In-app direct purchases are against the service agreement for ALL Apple developers, not just Epic. Epic knew full well it was in violation of its agreement with Apple before it acted. One of the reasons direct in-app purchases were banned was because unscrupulous developers were getting credulous users such as young kids to run up thousands of dollars of fees on their parents’ credit cards. Convenient for Apple, but the decision to ban wasn’t entirely for its own benefit.
Apple is no angel. There are plenty of valid criticisms that can be levelled at it. Singling it out for what are industry-standard practices, though, is either dishonest or lazy.
Outrage journalism that relies on reader ignorance to generate fury is the kind of second-rate practice I would expect from the Murdoch press. Crikey’s standards continue to slip.
Are you seriously going to defend the ridiculous royalties of phone app stores that have 0 competition on a platform? We aren’t talking about PC, where these fees can be avoided with in house digital distribution. You can’t release an app without using these stores! If your app does not go through channels apple can clip you are off the platform.
At least with Epic vs Valve they just made their own service and the tradeoff was less clicks through the Steam Store. The same applies to the Windows Store, devs are there to get more customers, not there to be on the platform at all.
Phones, and consoles, simply don’t have that option.

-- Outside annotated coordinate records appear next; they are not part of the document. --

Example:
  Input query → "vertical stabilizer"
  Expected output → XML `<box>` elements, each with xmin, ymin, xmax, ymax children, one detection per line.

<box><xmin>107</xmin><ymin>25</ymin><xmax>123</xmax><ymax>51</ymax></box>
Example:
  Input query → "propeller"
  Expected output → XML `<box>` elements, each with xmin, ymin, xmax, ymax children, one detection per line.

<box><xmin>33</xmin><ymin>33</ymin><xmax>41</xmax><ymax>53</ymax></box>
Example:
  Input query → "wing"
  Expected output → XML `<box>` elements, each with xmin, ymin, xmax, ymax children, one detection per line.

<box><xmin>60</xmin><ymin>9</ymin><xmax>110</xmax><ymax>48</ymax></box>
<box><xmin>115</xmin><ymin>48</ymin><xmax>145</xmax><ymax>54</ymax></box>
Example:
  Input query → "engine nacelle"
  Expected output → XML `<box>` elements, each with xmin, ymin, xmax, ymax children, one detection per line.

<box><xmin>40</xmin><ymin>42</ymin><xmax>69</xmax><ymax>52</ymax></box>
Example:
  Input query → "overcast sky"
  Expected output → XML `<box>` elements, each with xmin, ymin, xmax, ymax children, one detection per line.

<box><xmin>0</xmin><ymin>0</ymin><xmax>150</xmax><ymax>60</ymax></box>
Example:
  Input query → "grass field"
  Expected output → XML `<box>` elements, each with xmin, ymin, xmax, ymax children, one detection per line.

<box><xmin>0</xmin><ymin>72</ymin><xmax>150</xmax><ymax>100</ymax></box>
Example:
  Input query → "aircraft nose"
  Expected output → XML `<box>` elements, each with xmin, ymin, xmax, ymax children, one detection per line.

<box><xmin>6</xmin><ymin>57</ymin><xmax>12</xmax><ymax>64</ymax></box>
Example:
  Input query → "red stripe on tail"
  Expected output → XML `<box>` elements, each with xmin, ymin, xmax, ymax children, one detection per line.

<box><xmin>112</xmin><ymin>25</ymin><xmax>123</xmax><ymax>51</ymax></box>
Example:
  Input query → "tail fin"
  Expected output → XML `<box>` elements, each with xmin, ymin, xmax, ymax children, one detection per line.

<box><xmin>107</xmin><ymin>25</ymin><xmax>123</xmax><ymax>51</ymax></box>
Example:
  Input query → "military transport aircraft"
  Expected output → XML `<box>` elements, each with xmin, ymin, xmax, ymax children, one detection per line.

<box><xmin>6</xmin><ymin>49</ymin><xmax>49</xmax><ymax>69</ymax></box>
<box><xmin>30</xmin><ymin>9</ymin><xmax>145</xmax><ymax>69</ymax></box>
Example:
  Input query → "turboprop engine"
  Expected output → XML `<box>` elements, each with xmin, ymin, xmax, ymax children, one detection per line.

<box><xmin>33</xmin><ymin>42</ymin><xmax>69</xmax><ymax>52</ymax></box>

Not to mention the fact that the middleware used for most games (Unity 3D and Epic’s Unreal Engine) have lower royalties than these digital distro services. Yeah serving downloads and a barely functional website is totally more work than creating and maintaining middleware and ongoing support for that.
No – I’m not defending the magnitude of the levies at all.
I especially endorse your final paragraph re this organ.
But Apple are doing exactly what Microsoft was accused of, 20 years ago. If they weren’t, they would allow people the option to utilise alternative app sources (as Android does), rather than forcing users onto the Apple Store.
People just prefer to hate on Bill Gates than Steve Jobs.
I hope stories like this help us think twice about the way Apple have colonised our way of life. We shouldn’t use “iPhone” as the default expression for smartphone (same applies to other US corporate defaults, like “Uber” for ride share and now “Zoom” for screen meeting). The ABC should not be telling its listeners to leave reviews on the Apple store. We don’t have to do the master’s bidding, no matter how much wealth he hovers up from the world.
Did you mean “hoovers”? Because that’s the perfect example to show this is nothing new. Plenty of people used to refer to their vacuum cleaners as Hoovers, and their ballpoint pens as Biros.
This writer’s recent self serving rants would have been better had he applied such clarity of sight & critique of motives & practices.